Long IBD segments (>8 cM) decay as a function of recombination time: a segment of 20 cM has a ~50% probability of surviving intact for approximately five meioses, implying that individuals sharing such segments are related within roughly 5–7 generations. Applied to Copper and Early Bronze Age Western Eurasians, IBD analysis recovers kinship connections spanning thousands of kilometres — between Iberian Atlantic Bronze Age individuals and contemporaneous Po Valley or Rhine corridor samples — that are entirely invisible to f-statistics at typical aDNA SNP array densities.
The Bronze Age landscape of Western Eurasia was not organised into sealed demographic compartments.

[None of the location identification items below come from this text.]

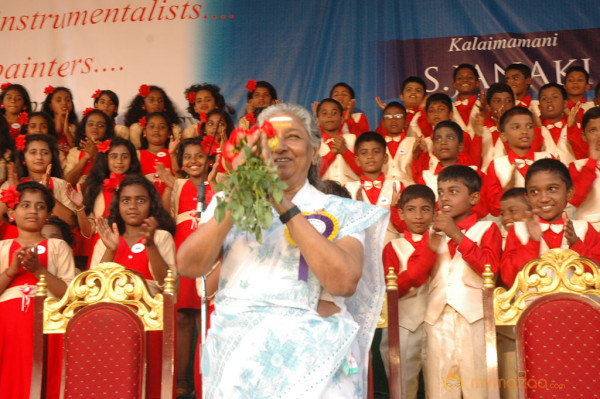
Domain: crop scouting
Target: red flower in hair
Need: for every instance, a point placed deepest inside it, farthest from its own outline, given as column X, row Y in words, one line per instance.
column 144, row 90
column 269, row 130
column 20, row 142
column 251, row 85
column 103, row 146
column 23, row 118
column 192, row 97
column 113, row 182
column 10, row 196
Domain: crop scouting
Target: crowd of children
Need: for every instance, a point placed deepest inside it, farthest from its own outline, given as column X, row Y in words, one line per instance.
column 491, row 177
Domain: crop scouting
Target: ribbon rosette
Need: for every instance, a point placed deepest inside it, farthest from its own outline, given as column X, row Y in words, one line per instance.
column 251, row 85
column 20, row 142
column 191, row 97
column 10, row 196
column 113, row 182
column 326, row 224
column 103, row 146
column 144, row 90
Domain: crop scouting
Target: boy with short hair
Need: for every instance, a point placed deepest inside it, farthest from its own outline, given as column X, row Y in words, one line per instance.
column 337, row 160
column 548, row 188
column 454, row 253
column 373, row 186
column 417, row 207
column 508, row 171
column 466, row 106
column 586, row 173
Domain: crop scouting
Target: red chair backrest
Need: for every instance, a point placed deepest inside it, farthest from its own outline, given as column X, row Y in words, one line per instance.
column 559, row 348
column 104, row 354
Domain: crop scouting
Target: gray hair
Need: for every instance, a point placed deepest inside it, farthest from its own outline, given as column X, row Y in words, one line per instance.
column 314, row 133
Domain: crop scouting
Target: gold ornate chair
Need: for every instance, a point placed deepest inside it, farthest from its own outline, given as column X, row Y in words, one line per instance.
column 107, row 317
column 554, row 307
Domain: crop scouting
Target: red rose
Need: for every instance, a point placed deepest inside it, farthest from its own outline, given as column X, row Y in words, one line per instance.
column 192, row 97
column 250, row 118
column 20, row 142
column 251, row 85
column 103, row 146
column 10, row 196
column 268, row 129
column 144, row 90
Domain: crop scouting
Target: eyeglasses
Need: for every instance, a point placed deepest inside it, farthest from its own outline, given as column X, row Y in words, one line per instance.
column 397, row 116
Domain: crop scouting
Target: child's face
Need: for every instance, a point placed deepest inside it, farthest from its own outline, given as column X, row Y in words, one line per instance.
column 438, row 112
column 205, row 102
column 330, row 117
column 106, row 105
column 413, row 95
column 394, row 120
column 517, row 82
column 154, row 102
column 213, row 122
column 95, row 127
column 31, row 212
column 418, row 215
column 500, row 103
column 38, row 156
column 13, row 102
column 157, row 130
column 552, row 104
column 445, row 144
column 518, row 132
column 61, row 102
column 465, row 81
column 512, row 210
column 262, row 97
column 454, row 199
column 134, row 204
column 371, row 157
column 575, row 84
column 37, row 124
column 119, row 159
column 342, row 95
column 194, row 159
column 548, row 195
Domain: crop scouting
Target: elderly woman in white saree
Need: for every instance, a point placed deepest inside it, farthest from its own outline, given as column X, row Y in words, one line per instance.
column 294, row 316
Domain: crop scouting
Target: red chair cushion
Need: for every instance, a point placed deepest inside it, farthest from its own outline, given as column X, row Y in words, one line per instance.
column 104, row 346
column 561, row 349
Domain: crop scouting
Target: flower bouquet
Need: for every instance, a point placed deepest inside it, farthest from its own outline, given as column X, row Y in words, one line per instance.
column 251, row 186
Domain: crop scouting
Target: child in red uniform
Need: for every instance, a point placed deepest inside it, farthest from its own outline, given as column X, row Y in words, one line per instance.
column 466, row 106
column 138, row 235
column 454, row 253
column 337, row 160
column 585, row 172
column 548, row 188
column 22, row 261
column 417, row 204
column 157, row 148
column 508, row 171
column 94, row 128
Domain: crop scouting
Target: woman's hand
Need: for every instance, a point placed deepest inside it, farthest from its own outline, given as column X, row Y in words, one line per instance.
column 109, row 236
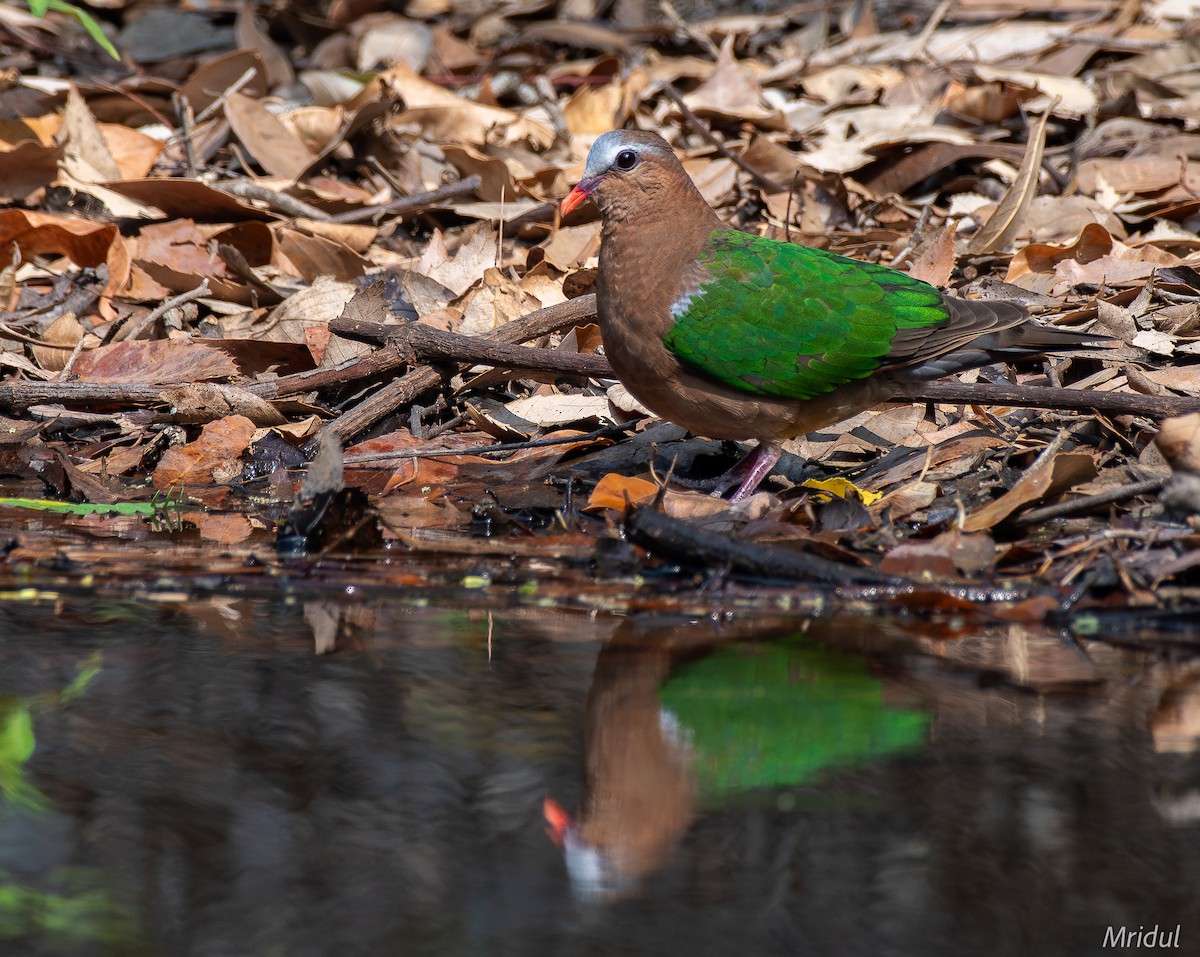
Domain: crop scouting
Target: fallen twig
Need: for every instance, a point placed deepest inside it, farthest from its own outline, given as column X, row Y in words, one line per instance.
column 1048, row 397
column 486, row 450
column 276, row 200
column 161, row 310
column 683, row 541
column 409, row 204
column 435, row 344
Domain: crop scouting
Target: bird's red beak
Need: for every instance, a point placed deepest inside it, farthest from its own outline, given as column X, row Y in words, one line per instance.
column 579, row 196
column 556, row 817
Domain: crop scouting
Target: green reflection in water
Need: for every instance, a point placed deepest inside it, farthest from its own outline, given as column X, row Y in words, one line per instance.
column 775, row 715
column 66, row 907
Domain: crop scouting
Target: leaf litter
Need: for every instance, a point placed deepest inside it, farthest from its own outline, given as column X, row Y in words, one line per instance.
column 215, row 247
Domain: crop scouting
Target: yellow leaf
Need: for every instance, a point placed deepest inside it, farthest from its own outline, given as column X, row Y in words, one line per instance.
column 841, row 488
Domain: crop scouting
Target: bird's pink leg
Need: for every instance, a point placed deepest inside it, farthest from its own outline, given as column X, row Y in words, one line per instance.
column 749, row 473
column 757, row 465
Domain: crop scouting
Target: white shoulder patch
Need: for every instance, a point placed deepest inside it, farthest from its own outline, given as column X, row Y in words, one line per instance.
column 684, row 302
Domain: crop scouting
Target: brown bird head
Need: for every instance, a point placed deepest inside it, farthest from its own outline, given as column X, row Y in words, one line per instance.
column 628, row 169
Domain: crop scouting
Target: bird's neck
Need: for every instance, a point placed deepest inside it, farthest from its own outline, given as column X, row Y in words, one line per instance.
column 648, row 258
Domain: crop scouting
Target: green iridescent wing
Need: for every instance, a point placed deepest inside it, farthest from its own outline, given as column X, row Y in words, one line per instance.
column 792, row 321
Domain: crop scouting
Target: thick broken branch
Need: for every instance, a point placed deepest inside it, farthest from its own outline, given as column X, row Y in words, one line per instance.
column 685, row 542
column 433, row 344
column 405, row 389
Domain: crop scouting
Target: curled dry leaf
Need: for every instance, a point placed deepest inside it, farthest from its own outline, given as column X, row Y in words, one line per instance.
column 280, row 151
column 733, row 95
column 205, row 402
column 213, row 457
column 84, row 244
column 617, row 491
column 155, row 362
column 1063, row 471
column 1179, row 440
column 449, row 118
column 935, row 259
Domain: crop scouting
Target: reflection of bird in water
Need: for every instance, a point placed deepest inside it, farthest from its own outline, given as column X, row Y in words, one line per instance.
column 640, row 782
column 639, row 798
column 669, row 724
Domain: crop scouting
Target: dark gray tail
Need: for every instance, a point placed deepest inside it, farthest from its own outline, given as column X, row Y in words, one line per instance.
column 1023, row 339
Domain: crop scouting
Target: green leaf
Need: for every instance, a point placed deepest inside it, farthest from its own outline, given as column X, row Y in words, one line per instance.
column 83, row 507
column 89, row 23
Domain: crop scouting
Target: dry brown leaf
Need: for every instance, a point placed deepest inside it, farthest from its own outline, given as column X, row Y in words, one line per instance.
column 251, row 36
column 85, row 155
column 478, row 252
column 935, row 259
column 449, row 118
column 214, row 77
column 280, row 151
column 593, row 110
column 497, row 181
column 313, row 257
column 616, row 491
column 1181, row 378
column 1002, row 228
column 387, row 40
column 60, row 338
column 214, row 457
column 1063, row 471
column 190, row 199
column 1066, row 96
column 732, row 94
column 25, row 168
column 495, row 301
column 84, row 244
column 205, row 402
column 155, row 362
column 316, row 306
column 1038, row 257
column 225, row 528
column 1179, row 440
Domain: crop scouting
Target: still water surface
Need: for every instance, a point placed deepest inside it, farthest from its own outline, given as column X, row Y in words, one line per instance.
column 277, row 777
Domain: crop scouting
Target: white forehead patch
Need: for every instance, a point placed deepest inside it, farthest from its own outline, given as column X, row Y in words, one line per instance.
column 604, row 151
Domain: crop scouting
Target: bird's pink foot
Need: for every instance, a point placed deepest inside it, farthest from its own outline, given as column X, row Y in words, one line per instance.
column 747, row 474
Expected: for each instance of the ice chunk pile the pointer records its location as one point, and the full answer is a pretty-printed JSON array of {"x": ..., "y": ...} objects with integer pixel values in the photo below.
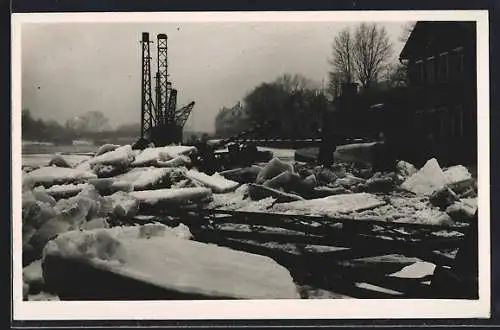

It was traversed by structured networks of intermarriage, exchange, and mobile elite groups whose genealogical traces are recoverable through IBD but are systematically erased by admixture averaging. Not all R1b-P312 groups formed patrilocal settlements and expanded their clades in situ. Some R1b-DF27 lineages show clear evidence of having transited through northern Italy before establishing in NW Iberia — a mobility pattern that makes no sense under standard Bell Beaker diffusion models, but is entirely coherent within a kinship network framework where individual-level movement across 1,000+ km corridors was normal for Bronze Age elites.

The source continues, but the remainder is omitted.